P/2 – Você só cantava, Marilton?

R – Só cantava. E o piano, que hoje eu trabalho como tecladista, como pi...

P/2 – É, eu sei.

R – Mas fui tocar piano muitos anos depois, lá no final dos anos 70, porque tinha o piano da Maricota, de repente a minha ligação com o piano já foi mais na, eu tocava mais ou menos em casa. Um dia o pianista da banda que eu trabalhava não foi, e eu estava de olho naquele couvert, (risos) porque eu precisava daquele couvert, está entendendo? Ele não foi e não tinha ninguém, aí o dono da casa falou – e a casa lotada, eu era o crooner da banda – aí o cara falou: “Marilton, eu já vi você brincando aí no piano. Senta aí, engana aí. Manda aí, eu preciso de música na casa.” Eu sentei – isso são os anos 1970, são trinta e tantos anos – sentei e não levantei mais do piano.

P/2 – Mas no violão então você não investiu, né? 

 R – Não, no violão eu não investi.
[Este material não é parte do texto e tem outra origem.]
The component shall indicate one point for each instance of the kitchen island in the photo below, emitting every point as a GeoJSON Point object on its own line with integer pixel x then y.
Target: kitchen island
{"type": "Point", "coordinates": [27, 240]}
Eu me lembro que teve uma época, quer dizer, a influência do Bituca foi o seguinte: esse negócio de tocar com a mão que ele tem também, né, tocar com a, meio com a mão fechada eu tinha também, então tem um antigo radialista de Belo Horizonte chamado  Assad Almeida, que nós fomos na Rádio Inconfidência mostra o quarteto para ele, né, mas na realidade fomos eu, não foi o quarteto, o Wagner não foi não. Tem uma história boa também do Wagner, não me esqueço, eu e o Wagner estudando madureza, que na época era madureza, agora está tudo com outro nome, como é que chama, é?

P/2 – Supletivo?

R – Eu estou pisando no microfone aqui. 

 

[pausa]

 

P/1 – Você ia contar a história do Wagner Tiso.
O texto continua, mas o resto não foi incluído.